Only open your email if you have time to process/deal with what is there. What so often happens with educators is that you have a spare moment between classes and then you dash in to see what’s in your inbox. You don’t really have time to deal with any of the emails that are in there, but just seeing them gives you a sense of dread and heaviness–because you know you have all those to handle when you finally do sit down to try to power through them. It’s generally not a feeling of lightness.

Set up and use all the “rules” you possibly can to sift and sort your email. If you aren’t sure where to start, have a person review any “hot” topics for you. If you’re using Yahoo, try using their dedicated “news” folder (rather than the everyone page). You’ll be amazed at the pages you find there!

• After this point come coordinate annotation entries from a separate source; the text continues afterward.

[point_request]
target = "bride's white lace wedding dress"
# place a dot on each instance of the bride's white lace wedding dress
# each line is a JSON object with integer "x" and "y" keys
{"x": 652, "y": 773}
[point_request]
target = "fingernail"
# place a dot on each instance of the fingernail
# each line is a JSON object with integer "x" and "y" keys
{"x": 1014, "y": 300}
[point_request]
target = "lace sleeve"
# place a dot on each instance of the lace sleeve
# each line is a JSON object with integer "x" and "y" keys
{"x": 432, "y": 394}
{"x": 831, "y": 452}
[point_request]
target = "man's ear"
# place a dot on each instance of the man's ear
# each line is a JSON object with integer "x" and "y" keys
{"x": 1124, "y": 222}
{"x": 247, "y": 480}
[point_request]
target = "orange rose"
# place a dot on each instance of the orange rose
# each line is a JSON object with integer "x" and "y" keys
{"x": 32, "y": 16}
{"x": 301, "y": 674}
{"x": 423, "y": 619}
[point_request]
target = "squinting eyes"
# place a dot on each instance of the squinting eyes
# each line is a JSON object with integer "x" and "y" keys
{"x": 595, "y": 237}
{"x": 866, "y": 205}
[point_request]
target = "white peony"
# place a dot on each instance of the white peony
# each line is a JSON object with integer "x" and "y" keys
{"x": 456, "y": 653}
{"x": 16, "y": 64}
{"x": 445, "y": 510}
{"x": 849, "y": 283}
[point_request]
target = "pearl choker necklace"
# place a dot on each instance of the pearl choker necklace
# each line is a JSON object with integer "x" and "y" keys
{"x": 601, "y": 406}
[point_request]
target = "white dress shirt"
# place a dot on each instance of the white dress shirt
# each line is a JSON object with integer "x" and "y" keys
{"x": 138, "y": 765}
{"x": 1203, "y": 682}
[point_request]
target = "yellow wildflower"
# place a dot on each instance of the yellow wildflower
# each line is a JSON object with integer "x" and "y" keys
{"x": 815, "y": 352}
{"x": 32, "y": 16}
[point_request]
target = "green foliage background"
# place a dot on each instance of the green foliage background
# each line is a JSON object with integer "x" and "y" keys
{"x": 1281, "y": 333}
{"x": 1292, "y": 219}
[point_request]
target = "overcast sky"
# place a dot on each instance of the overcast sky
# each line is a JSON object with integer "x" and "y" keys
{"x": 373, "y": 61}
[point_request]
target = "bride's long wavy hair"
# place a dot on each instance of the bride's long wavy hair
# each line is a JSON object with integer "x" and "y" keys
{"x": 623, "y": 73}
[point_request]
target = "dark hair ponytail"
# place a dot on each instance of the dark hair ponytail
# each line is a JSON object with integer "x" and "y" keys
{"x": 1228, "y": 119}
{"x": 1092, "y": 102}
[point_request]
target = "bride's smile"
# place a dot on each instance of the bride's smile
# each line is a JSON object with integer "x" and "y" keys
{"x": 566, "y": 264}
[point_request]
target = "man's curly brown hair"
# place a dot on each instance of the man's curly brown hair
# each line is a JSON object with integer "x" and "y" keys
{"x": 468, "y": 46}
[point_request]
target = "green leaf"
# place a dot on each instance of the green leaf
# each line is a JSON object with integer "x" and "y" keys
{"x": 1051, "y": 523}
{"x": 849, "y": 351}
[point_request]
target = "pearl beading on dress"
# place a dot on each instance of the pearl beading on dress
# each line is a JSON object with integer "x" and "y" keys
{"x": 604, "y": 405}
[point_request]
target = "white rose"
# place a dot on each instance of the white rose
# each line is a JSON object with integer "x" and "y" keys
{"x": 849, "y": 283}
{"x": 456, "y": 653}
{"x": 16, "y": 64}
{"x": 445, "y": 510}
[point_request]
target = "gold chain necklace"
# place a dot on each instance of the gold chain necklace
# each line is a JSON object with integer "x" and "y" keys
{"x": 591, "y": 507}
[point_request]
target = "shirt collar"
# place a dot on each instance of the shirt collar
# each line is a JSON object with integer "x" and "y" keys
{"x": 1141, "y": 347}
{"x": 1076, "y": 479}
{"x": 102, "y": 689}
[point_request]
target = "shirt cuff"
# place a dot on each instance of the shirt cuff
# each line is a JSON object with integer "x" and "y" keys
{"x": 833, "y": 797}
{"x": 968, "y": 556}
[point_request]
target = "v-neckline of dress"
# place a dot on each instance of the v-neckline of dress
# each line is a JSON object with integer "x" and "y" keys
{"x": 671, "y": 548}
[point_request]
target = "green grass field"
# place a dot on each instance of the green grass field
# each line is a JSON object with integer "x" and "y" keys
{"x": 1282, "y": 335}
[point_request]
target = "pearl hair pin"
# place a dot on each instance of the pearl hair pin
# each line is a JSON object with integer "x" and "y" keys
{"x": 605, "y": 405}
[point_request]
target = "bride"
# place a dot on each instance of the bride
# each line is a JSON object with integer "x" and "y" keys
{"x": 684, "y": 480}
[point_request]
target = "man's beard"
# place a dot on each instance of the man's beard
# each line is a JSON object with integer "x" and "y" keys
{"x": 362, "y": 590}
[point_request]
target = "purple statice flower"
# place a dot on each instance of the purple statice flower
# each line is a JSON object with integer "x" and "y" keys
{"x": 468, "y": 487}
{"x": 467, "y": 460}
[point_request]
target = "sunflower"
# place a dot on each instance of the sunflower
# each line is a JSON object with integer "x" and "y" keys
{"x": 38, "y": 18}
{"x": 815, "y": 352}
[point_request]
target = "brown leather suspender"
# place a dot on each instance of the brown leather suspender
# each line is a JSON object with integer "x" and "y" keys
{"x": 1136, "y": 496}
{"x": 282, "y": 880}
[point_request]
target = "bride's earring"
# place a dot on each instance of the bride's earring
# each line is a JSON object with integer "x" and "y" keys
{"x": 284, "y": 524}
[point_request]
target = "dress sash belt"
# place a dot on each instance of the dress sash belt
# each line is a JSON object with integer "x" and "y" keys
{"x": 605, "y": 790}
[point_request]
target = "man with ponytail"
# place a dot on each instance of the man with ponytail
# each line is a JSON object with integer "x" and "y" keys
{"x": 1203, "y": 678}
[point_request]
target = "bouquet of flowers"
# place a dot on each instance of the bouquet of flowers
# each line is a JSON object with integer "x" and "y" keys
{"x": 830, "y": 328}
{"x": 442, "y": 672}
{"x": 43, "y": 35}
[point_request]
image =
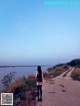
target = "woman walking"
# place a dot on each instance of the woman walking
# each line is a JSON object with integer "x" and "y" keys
{"x": 39, "y": 76}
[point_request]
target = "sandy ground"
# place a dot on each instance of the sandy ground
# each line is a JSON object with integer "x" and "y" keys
{"x": 61, "y": 91}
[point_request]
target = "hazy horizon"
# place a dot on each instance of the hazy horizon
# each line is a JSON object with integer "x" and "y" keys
{"x": 32, "y": 32}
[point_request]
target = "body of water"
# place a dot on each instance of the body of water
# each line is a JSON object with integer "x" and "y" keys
{"x": 20, "y": 71}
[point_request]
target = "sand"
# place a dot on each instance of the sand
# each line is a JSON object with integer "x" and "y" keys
{"x": 61, "y": 91}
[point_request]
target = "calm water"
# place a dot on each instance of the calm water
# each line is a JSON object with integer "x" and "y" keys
{"x": 20, "y": 71}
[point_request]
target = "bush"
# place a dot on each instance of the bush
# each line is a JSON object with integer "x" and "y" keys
{"x": 7, "y": 79}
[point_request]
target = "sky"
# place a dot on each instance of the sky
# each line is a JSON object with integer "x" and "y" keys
{"x": 32, "y": 32}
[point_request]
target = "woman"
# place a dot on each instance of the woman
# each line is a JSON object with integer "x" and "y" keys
{"x": 39, "y": 77}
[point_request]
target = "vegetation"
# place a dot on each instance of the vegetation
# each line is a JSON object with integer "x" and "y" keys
{"x": 76, "y": 74}
{"x": 75, "y": 62}
{"x": 57, "y": 70}
{"x": 24, "y": 89}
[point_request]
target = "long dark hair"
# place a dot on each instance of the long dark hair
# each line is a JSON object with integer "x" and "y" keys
{"x": 39, "y": 70}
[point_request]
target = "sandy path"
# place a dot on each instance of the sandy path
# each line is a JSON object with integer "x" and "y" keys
{"x": 61, "y": 92}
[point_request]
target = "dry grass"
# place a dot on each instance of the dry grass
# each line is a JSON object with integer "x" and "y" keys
{"x": 57, "y": 70}
{"x": 76, "y": 74}
{"x": 24, "y": 90}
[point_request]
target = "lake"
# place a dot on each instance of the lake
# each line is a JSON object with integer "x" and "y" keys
{"x": 20, "y": 71}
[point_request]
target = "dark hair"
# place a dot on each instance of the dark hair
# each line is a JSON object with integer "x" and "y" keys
{"x": 39, "y": 70}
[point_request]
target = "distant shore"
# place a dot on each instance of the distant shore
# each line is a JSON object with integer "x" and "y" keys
{"x": 24, "y": 66}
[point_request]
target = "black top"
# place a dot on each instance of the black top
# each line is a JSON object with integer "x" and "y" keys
{"x": 39, "y": 78}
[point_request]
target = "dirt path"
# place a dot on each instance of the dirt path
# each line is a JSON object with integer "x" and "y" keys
{"x": 61, "y": 91}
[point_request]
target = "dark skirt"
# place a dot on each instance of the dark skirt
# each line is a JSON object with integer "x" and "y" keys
{"x": 39, "y": 79}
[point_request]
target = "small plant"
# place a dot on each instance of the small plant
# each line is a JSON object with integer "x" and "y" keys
{"x": 7, "y": 79}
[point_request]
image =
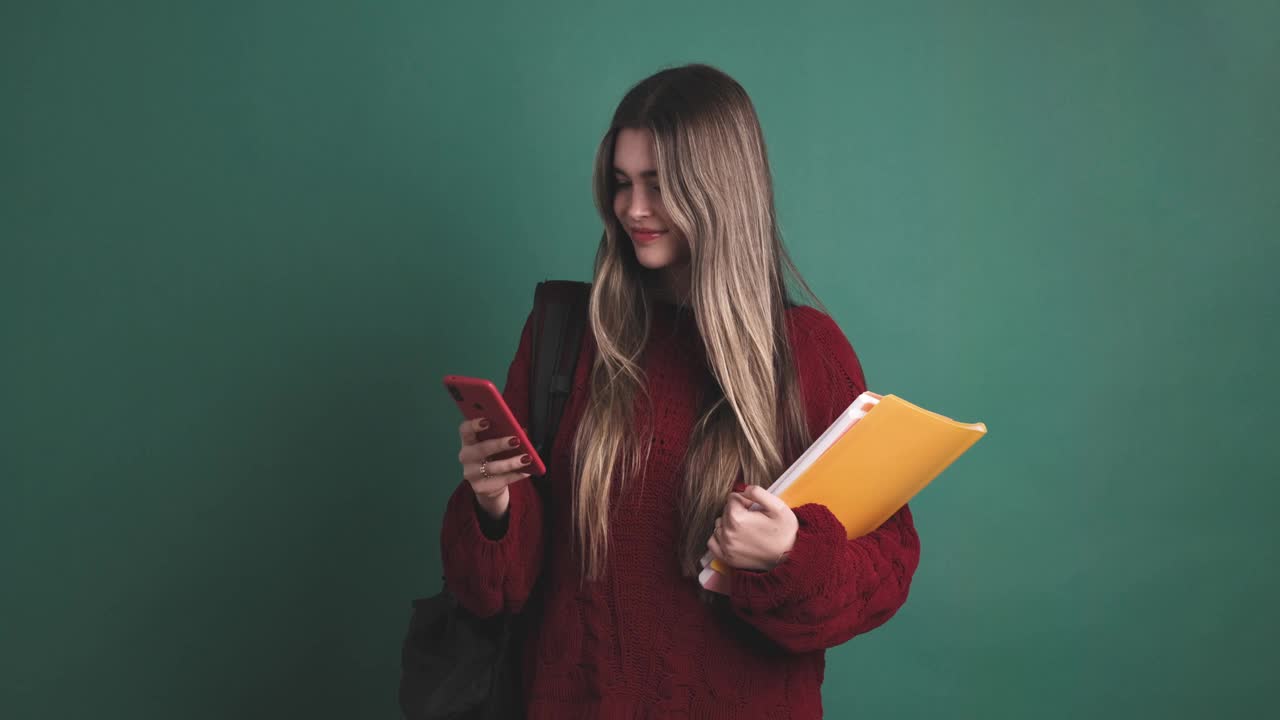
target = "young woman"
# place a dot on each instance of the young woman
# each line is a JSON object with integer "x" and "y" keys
{"x": 699, "y": 382}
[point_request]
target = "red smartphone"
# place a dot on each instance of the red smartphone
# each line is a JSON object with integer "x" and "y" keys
{"x": 478, "y": 397}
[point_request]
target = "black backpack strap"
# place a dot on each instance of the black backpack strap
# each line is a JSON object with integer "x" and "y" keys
{"x": 560, "y": 318}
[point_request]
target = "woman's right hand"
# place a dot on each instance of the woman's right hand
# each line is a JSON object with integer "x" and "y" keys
{"x": 490, "y": 491}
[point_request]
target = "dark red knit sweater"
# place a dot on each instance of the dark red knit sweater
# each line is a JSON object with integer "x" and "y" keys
{"x": 640, "y": 643}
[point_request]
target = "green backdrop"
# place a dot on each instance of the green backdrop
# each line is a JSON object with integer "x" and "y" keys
{"x": 242, "y": 241}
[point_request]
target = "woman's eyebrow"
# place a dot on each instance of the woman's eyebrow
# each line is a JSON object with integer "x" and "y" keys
{"x": 643, "y": 173}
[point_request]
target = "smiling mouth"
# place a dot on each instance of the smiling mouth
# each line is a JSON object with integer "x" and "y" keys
{"x": 644, "y": 236}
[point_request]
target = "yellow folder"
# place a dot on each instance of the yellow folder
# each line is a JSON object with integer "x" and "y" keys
{"x": 873, "y": 459}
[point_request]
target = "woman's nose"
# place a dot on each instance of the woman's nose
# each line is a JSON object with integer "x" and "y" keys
{"x": 638, "y": 205}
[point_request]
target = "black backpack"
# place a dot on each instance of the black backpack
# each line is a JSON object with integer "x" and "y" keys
{"x": 455, "y": 665}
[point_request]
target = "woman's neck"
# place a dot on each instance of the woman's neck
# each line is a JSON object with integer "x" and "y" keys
{"x": 672, "y": 285}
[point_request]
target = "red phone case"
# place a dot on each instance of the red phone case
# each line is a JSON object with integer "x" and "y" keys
{"x": 478, "y": 397}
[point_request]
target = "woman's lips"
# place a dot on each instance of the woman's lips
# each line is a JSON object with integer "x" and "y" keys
{"x": 643, "y": 236}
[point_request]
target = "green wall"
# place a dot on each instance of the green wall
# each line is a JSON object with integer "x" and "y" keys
{"x": 240, "y": 242}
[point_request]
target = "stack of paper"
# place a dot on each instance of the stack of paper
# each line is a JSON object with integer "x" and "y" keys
{"x": 867, "y": 465}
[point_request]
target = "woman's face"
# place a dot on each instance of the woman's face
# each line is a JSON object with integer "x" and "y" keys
{"x": 638, "y": 203}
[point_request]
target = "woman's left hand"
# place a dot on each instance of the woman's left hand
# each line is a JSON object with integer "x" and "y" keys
{"x": 753, "y": 540}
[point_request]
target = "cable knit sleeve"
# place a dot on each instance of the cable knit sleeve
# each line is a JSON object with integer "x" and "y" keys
{"x": 490, "y": 565}
{"x": 828, "y": 588}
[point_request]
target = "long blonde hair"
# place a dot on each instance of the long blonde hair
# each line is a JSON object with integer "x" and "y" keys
{"x": 718, "y": 192}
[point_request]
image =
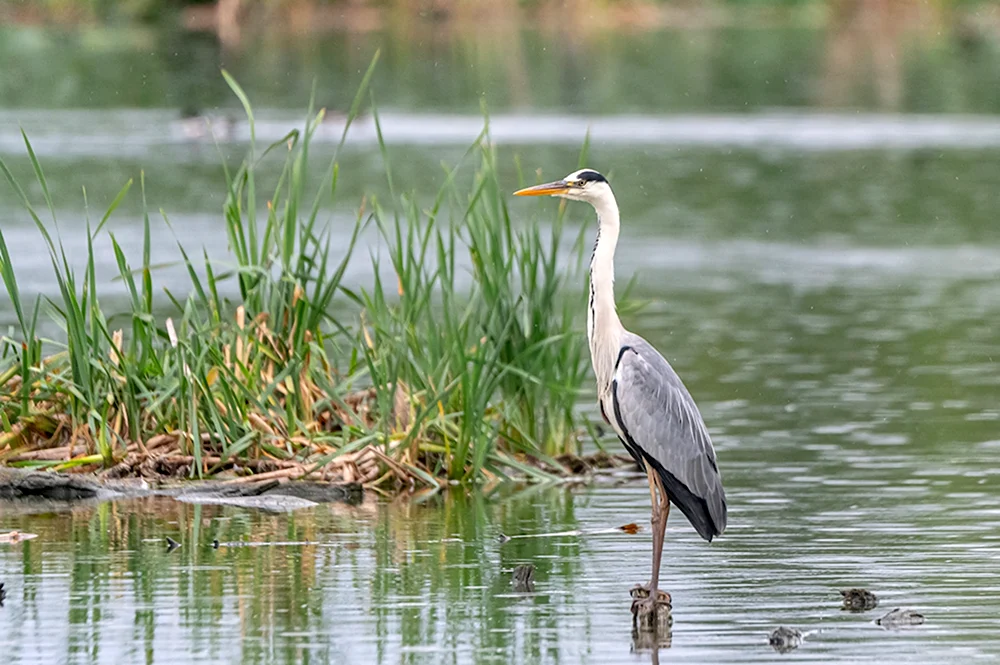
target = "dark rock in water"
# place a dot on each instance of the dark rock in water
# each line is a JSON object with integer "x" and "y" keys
{"x": 17, "y": 484}
{"x": 651, "y": 640}
{"x": 524, "y": 577}
{"x": 858, "y": 600}
{"x": 32, "y": 487}
{"x": 899, "y": 618}
{"x": 784, "y": 639}
{"x": 650, "y": 617}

Use a clear, pertinent, succinct subject line(and this may be the whole message). For example: “IEP for elementary schools: On hold until November 4th until further notice.” If you can, put up a bell to ring, so that kids know it’s time to get more serious. Or have a caller ID that kids can verify. We use this for everything from “Please, please, please call back” to ” Lunch flurry! “


 Checking your inbox….

Check the birthday of everyone in your Inbox (you and your assistants, etc.). Birthday after day, ask yourself “What is this date, in effect, for?” If it’s a birthday, you know you have some great news: you can broaden your network, and suddenly you’re surrounded by wonderful people. If it’s not a birthday, you have a message. Hilton Head Island global warming day? Obviously, that’s a good one to save for next year.

Use search terms to find specific people and organizations. Google “education organizations” and try nickels and dimes for “union” or “energy” or “labor organization” to find these kinds of organizations. When you find a site you like, but it’s not listed as an organizational resource, you can alwaysIFT to “Please list me as a friend” or “Follow”.

There are lots of ways to have students ask questions and participate in group activities. For me, the most significant way is to have students:

Books: I have several favorite books about teaching strategies, lesson plans, expectations, student rooms, and curricula. I also have several books on classroom management, special needs, textbooks, A-Frame, and technology. I generally keep all these books in a small, chronological collection that includes:

This gives you a hitting long-term news and information-based collection to rely on.

This is a serious problem for educators. We are a Brief Lives Project. Be brief. Be true. Be specific. Be specific to a real-world need or problem that actually exists.

We are not in control at school. Schools are far from control. They are far along in their curricular resources and far behind in most but not all policy and process related to addressing the needs of children.

I fear that in many mainstreamed teaching environments, the pendulum is now swinging so far to the right (educare) that teachers are afraid to tread in any depth. As a result, our students are receiving a disproportionate share of their class time in the boredom of long-gone traditions.

Students will become Amnesty International citizens: Well, they can’t all just cut all ties to the outside world, after all. I imagine Amnesty International will argue that learning English by drinking coffee is part of the tradition as well.

The idea is a good one, and it will be particularly useful if schools itself follow suit. Schools have a head start on this, if they implement a simple idea.

OSHA Has Resources

The Occupational Safety and Health Administration (OSHA) has list of resources. Again, this is a good resource list. Again, I’ll repeat some of the points here.

 metal Shelves: Allegedly, Shelves are arranged to face the floor. You can never be sure exactly what is on top, or what is in the middle. Pile-resistance metal Shelving Systems may be a relatively new concept, but have been around for a while.